An MP's Responsibilities and How Your MP Can Help
Members of Parliament (MPs) are elected to the House of Commons to represent the interests and concerns of all the people who live in their constituency. MPs are only able to deal with issues raised by constituents.
MPs decide whether to vote for or against new laws and use their position to ask the Government questions about current issues.
Oral or Written Questions
Once a month a Minister from each Government department (e.g. the Treasury, Home Office, Department for Environment, Food and Rural Affairs) answers questions from MPs in the House of Commons. There is a limit to the number of questions that can be asked in each Q&A session but an MP can also submit questions in writing to the relevant government department, which are published in Hansard.
MPs can raise issues of importance to their constituencies in what are known as 'Adjournment Debates'. These last half an hour. Adjournment debates are usually the last business of the day and a government minister responds at the end of the debate.

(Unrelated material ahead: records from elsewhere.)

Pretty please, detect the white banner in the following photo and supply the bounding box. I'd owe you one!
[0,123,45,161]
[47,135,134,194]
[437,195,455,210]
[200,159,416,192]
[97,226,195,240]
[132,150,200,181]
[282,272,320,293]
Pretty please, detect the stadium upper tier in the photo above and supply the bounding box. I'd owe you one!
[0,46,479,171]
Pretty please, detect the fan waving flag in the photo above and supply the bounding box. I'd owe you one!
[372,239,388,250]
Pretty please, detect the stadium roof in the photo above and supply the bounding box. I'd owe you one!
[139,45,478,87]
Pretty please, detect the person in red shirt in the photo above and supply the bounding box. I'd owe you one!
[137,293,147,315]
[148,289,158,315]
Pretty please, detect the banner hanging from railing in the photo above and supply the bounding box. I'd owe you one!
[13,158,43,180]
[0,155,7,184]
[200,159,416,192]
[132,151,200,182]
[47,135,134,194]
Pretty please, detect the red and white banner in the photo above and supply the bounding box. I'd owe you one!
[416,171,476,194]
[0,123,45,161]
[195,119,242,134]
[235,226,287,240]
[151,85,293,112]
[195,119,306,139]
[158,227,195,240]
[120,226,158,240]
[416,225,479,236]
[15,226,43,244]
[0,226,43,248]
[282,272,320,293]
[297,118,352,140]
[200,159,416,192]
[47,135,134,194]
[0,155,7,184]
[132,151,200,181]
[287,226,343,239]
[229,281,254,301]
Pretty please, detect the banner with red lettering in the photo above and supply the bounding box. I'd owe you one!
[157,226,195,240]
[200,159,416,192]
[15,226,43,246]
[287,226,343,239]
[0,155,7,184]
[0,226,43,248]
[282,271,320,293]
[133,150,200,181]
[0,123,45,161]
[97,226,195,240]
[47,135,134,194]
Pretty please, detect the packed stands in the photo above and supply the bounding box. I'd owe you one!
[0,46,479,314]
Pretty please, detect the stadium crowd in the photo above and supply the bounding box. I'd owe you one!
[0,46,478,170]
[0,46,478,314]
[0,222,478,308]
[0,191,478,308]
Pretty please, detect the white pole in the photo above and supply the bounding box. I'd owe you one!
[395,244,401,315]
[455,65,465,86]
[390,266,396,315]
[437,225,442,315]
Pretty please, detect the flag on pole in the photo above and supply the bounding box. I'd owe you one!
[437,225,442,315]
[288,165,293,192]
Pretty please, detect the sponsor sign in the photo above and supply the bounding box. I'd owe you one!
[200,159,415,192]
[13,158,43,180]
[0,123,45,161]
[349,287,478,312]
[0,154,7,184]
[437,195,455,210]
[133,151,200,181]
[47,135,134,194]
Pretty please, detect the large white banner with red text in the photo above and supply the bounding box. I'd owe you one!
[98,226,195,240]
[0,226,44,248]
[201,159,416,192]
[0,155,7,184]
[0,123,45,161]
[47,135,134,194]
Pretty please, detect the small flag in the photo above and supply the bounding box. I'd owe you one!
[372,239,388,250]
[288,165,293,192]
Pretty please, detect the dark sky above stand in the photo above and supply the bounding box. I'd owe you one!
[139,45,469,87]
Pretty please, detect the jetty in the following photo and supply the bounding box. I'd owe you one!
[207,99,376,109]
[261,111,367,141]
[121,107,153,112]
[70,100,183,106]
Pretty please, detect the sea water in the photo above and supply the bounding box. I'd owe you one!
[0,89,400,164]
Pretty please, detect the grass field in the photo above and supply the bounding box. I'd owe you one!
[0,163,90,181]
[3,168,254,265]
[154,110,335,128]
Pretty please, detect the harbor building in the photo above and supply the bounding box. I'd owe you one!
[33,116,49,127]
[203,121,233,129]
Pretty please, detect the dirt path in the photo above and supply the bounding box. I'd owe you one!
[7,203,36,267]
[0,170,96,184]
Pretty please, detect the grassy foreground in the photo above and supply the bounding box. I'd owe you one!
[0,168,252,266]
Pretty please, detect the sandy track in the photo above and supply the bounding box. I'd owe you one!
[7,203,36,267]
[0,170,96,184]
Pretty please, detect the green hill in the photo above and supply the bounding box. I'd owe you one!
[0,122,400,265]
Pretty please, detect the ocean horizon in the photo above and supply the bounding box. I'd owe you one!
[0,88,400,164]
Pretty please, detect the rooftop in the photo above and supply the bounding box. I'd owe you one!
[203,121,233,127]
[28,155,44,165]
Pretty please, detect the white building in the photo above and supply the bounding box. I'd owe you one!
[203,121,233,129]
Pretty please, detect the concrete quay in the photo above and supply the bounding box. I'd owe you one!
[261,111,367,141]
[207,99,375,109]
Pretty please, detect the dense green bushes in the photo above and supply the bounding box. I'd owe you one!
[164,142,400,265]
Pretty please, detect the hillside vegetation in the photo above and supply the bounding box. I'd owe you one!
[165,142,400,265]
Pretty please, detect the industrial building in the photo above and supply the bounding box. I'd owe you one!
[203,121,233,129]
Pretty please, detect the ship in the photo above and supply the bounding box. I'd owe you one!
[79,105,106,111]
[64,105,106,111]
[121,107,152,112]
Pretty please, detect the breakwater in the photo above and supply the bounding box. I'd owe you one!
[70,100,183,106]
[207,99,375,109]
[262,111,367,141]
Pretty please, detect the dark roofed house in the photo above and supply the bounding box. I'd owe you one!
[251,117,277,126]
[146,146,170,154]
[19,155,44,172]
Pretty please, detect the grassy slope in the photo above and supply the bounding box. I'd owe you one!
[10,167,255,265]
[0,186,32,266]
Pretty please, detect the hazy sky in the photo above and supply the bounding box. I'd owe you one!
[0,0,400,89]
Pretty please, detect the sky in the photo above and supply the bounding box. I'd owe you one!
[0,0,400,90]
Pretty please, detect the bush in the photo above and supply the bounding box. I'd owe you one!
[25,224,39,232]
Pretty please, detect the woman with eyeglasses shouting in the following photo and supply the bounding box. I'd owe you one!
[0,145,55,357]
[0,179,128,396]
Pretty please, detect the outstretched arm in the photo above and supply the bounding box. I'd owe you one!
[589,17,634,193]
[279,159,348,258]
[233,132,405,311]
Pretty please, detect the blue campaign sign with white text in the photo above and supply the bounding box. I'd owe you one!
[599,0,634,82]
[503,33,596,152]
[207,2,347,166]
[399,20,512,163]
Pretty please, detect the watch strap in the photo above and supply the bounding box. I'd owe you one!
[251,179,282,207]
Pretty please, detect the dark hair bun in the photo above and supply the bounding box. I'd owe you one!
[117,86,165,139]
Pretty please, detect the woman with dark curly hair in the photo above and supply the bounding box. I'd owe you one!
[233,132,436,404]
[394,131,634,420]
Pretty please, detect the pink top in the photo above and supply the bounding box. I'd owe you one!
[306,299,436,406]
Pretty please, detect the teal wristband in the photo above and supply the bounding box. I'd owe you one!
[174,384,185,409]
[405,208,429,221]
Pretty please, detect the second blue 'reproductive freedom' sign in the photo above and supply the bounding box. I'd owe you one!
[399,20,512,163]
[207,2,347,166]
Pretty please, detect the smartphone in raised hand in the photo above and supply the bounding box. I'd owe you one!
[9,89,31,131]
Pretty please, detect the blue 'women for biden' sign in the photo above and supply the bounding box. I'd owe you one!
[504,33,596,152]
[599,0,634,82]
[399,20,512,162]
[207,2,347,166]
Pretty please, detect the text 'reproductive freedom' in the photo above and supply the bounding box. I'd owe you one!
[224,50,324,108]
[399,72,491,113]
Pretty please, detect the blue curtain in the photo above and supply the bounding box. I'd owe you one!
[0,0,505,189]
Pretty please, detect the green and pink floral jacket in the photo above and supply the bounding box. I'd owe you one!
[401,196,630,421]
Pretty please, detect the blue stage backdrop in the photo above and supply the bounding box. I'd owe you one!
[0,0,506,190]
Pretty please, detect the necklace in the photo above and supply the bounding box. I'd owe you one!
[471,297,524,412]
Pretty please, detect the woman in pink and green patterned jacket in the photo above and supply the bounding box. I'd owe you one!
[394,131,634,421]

MPs can present a petition to Parliament on behalf of their constituents. To learn more about the rules on petitions, please visit http://www.parliament.uk/get-involved/have-your-say/petitioning/public-petitions or write to the following address.
Clerk of Public Petitions
House of Commons
London SW1A 0AA
What Can't I Do?
An MP cannot do overrule decisions that are the responsibility of the local council. These include planning or licensing applications, decisions relating to adult or children's social care, or which roads should be prioritised for resurfacing. However, your MP can write to the local council on your behalf to ask them to look into a problem or reconsider an issue. In the first instance, constituents should contact their local council or councillor(s) directly.